Écrire Un défenseur mexicain des droits humains craint pour sa sécurite au Honduras

Les autorités honduriennes ont ordonné au défenseur mexicain des droits humains, Gustavo Castro Soto, de rester dans le pays pendant encore 30 jours. Il est le seul témoin du meurtre de la responsable indigène Berta Cáceres et a été blessé lors de cette attaque. Il a déjà témoigné et craint pour sa sécurité au Honduras.
Le 7 mars, le bureau du procureur général hondurien a rendu une décision imposant à Gustavo Castro Soto de rester dans le pays pendant encore 30 jours, afin de témoigner dans le cadre de l’affaire du meurtre de Berta Cáceres. Berta Cáceres, dirigeante et cofondatrice du Conseil civique d’organisations indigènes et populaires du Honduras (COPINH), a été abattue le 3 mars à son domicile, dans la ville de La Esperanza (province d’Intibucá, dans l’ouest du Honduras). Gustavo Castro était chez elle et a été blessé, touché par une balle. Il a déclaré à Amnesty International qu’il avait fait appel de la décision du bureau du procureur général hondurien, mais que son appel avait été rejeté le 9 mars. Il a par ailleurs confié que la juge de la province d’Intibucá, Victorina Flores, a suspendu son avocate pour 15 jours, cette dernière ayant insisté pour consulter les copies de son témoignage. Selon son organisation, l’ONG mexicaine Otros Mundos AC/Chiapas – Amigos de la Tierra México, Gustavo Castro n’a pas reçu de copie de la dernière décision le concernant.
Gustavo Castro, qui réside actuellement à l’ambassade mexicaine de la capitale, Tegucigalpa, a donné sa version des faits concernant le meurtre aux autorités locales à plusieurs reprises. Les autorités lui avaient dans un premier temps indiqué qu’il était libre de quitter le pays, mais l’ont par la suite intercepté à l’aéroport alors qu’il embarquait sur un vol pour Mexico le 6 mars. Gustavo Castro a déclaré à Amnesty International avoir très peur pour sa sécurité et celle de son frère, Oscar Castro, qui les accompagne dans le pays.
Berta Cáceres recevait depuis plusieurs années des menaces en raison de son travail de défense des droits des communautés indigènes et de l’environnement. Récemment, Berta Cáceres et le COPINH avaient dénoncé les menaces et le harcèlement dont ils étaient victimes en raison de leurs manifestations contre la construction du barrage d’Agua Zarca, dans la communauté de Río Blanco.

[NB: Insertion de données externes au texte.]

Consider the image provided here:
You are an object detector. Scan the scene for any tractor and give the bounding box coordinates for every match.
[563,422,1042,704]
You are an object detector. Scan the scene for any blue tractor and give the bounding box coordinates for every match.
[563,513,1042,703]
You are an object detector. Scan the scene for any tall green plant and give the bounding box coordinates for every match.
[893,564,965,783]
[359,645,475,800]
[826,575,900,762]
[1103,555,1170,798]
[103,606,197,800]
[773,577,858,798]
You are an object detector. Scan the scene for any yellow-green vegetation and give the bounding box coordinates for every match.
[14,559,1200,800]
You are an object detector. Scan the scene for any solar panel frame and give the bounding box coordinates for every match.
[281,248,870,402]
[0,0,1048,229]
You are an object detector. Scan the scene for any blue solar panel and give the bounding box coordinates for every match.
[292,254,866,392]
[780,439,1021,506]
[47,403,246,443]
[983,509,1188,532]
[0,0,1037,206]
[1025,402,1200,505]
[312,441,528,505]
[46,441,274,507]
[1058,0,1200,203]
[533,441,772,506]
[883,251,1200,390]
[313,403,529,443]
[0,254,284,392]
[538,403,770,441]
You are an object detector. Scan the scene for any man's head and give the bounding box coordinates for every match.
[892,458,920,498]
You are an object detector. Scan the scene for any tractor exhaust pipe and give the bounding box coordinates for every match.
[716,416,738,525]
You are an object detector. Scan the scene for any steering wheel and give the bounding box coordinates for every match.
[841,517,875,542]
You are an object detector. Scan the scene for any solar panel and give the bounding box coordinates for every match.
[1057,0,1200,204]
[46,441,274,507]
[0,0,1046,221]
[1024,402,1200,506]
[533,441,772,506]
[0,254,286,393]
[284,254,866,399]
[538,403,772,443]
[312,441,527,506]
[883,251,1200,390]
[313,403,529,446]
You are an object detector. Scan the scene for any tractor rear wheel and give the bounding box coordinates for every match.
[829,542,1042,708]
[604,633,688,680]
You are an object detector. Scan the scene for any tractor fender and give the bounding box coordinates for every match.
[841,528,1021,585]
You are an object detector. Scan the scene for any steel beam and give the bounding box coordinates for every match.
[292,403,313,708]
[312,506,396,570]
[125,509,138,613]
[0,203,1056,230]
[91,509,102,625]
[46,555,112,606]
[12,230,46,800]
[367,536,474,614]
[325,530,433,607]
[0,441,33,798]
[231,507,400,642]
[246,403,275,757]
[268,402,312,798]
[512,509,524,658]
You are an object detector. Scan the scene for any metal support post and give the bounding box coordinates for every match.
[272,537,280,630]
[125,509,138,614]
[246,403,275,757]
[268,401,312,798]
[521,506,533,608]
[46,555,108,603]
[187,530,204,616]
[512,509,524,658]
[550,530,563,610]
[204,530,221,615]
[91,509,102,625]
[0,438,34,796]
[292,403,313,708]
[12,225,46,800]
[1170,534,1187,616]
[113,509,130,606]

En plus de son travail pour Otros Mundos, Gustavo Castro Soto est membre d’un certain nombre d’organisations travaillant sur des questions environnementales et contre les grands projets miniers et hydroélectriques au Mexique et en Amérique latine.

Dans un contexte général de criminalité et de violence, des défenseurs des droits humains, particulièrement des dirigeants indigènes, paysans ou d’origine africaine engagés dans des conflits environnementaux ou fonciers et protestant contre des projets hydroélectriques, sont depuis longtemps la cible de violences et de mesures d’intimidation en représailles pour leur action. La faiblesse du système pénal et la corruption expliquent en partie le climat d’impunité massive pour ces agissements.

Le COPINH se bat depuis plus de 20 ans pour obtenir de meilleures conditions de vie pour la communauté de Río Blanco, dans le nord-ouest du Honduras. Depuis 2011, des membres du COPINH militent en faveur de leur droit de donner leur consentement préalable, libre et éclairé dans le cadre d’un projet de construction d’une centrale hydroélectrique qui pourrait les forcer à quitter leurs terres ancestrales. Les membres de l’organisation sont la cible de menaces et de harcèlement depuis des années en raison de leur travail.

En mai 2013, Berta Cáceres a été accusée de transporter une arme à feu non enregistrée dans sa voiture, bien qu’elle ait déclaré que l’arme avait été placée dans le véhicule par les militaires à un poste de contrôle. Deux mois après son inculpation, l’armée hondurienne a tué l’un de ses collègues, le responsable indigène Tomás García, et a gravement blessé son fils adolescent, alors qu’ils manifestaient contre le projet hydroélectrique. Le mois suivant, d’autres poursuites judiciaires ont été engagées contre Bertha Cáceres et deux autres responsables du COPINH, Tomás Gómez et Aureliano Molina. Ils ont été accusés d’avoir incité d’autres personnes à commettre les délits d’usurpation, de coercition et de dégradation durable contre l’entreprise en charge du projet hydroélectrique à Río Blanco. Selon les informations dont disposait Amnesty International à ce moment-là, ils n’avaient fait qu’exprimer leur opposition au projet lors d’une réunion.